Detecting whether or not your child is being bullied can be tricky as you may not know if they are just being kids/teenagers, or if something more serious is going on. Don’t ignore any warning signs such as an extreme change (more or less) in texting or using social websites coupled with either being withdrawn and upset or angry.
Or, perhaps your child asks you to have a social media account shut down and abruptly avoids social situations. It’s also possible that an outside source has opened a social media account in your child’s name to post false information. Blocking numbers or emails or acquiring copious new phone numbers and email addresses on his/her device can also be a sign that something’s fishy.
While it’s easier said than done, preventing cyberbullying should be the first course of action. For example, monitor your children’s online usage and don’t allow them to have their own computer in their room. Learn how to manage social networking platforms and ask to see their profile page. At the same time, build a trusting relationship — research has shown that a positive parent-child relationship makes it less likely that the youngster will participate in bullying behavior as to not damage a trusted bond. Have regular conversations about cyberbullying before something potentially happens — but if it does, tell your children not to respond to any threats or comments.

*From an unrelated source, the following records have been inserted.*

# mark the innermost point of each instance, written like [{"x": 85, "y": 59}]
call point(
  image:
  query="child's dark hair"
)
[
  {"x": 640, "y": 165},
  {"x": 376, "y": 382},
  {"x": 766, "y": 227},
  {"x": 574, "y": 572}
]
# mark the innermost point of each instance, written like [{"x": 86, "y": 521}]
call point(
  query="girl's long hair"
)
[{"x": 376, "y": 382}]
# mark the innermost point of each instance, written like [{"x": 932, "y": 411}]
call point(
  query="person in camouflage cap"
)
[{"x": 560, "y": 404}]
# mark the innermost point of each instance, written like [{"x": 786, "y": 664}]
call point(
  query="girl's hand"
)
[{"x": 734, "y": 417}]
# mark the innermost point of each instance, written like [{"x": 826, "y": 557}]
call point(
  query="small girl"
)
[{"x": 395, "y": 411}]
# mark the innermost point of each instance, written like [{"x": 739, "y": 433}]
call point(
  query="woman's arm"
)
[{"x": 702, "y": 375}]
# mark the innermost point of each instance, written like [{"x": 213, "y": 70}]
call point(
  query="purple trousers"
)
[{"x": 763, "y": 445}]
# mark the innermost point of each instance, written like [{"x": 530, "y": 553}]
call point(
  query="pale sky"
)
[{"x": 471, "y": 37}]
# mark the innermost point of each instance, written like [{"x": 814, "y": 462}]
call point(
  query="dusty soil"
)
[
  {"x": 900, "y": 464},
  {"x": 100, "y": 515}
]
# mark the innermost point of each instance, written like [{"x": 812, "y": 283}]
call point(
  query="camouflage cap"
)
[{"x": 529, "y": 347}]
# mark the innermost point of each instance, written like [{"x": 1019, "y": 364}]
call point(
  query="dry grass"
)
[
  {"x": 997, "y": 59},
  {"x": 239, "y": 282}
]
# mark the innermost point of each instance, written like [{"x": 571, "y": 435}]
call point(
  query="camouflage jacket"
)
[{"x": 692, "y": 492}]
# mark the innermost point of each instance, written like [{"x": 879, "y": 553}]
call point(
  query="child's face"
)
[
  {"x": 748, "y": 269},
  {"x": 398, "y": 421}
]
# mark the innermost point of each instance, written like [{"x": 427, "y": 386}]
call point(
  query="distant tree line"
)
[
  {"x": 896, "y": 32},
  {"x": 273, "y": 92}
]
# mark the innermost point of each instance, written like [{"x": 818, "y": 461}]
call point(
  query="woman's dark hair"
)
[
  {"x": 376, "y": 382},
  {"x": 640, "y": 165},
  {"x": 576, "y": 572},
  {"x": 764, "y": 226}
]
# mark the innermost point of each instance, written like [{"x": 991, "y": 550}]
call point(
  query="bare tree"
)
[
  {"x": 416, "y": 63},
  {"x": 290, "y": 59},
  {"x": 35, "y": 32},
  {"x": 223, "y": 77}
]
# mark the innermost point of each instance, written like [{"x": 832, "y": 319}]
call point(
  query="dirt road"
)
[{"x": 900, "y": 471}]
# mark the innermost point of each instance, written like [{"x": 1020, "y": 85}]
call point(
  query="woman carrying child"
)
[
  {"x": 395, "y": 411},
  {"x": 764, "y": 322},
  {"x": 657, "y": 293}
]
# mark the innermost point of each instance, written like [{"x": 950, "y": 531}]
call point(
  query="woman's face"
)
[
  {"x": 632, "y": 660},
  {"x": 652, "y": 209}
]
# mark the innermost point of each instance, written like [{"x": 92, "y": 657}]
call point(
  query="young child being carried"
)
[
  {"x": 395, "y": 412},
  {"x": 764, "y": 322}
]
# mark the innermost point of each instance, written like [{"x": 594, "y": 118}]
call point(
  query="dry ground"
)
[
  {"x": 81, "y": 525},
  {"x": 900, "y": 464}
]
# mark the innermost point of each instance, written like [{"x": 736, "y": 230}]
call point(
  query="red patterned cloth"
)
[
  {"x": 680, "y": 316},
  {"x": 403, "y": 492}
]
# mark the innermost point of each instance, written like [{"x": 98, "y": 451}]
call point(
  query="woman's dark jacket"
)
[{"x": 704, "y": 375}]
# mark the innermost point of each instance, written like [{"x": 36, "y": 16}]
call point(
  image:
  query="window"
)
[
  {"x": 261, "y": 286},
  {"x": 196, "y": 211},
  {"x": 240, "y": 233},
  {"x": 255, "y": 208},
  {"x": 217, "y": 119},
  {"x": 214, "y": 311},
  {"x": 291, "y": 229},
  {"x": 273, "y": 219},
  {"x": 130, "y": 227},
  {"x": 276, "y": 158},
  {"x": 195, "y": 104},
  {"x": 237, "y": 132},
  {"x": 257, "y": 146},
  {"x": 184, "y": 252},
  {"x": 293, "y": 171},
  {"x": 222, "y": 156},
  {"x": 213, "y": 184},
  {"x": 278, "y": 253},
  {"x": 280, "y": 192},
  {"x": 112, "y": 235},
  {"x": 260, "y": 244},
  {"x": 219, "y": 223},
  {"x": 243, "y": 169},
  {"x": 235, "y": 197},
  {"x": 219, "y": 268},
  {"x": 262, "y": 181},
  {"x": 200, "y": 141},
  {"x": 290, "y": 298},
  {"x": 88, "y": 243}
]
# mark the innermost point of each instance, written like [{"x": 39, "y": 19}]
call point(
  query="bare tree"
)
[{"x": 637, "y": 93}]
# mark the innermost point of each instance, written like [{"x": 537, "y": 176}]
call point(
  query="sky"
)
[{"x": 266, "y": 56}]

Instead, have them print out all the messages (to include screen names and email addresses) so you can prove there’s a cyberbullying issue.
Work with your children, not against them, if they are dealing with bullying. Don’t blame them or threaten to take away their phone or computer as this may only cause them to hold back information. Instead, take any evidence to the school if that’s the origin of the problem. Speak to a guidance counselor, teacher, and/or principal about the matter before involving any other parent. Keep in mind that in many cases, these professionals have to witness an act before intervening, so request that they keep an eye out for any aggressive behavior.
Studies indicate that kids and teens are spending more than 50 hours a week (like a full-time job with overtime) in front of some form of screen. With that in mind, plan weekly activities that remove the entire family from electronics. Take a walk after dinner, play a sport in the backyard, and institute a no phone rule during mealtimes. The more your children experience real life, the less they may want to spend so much time online.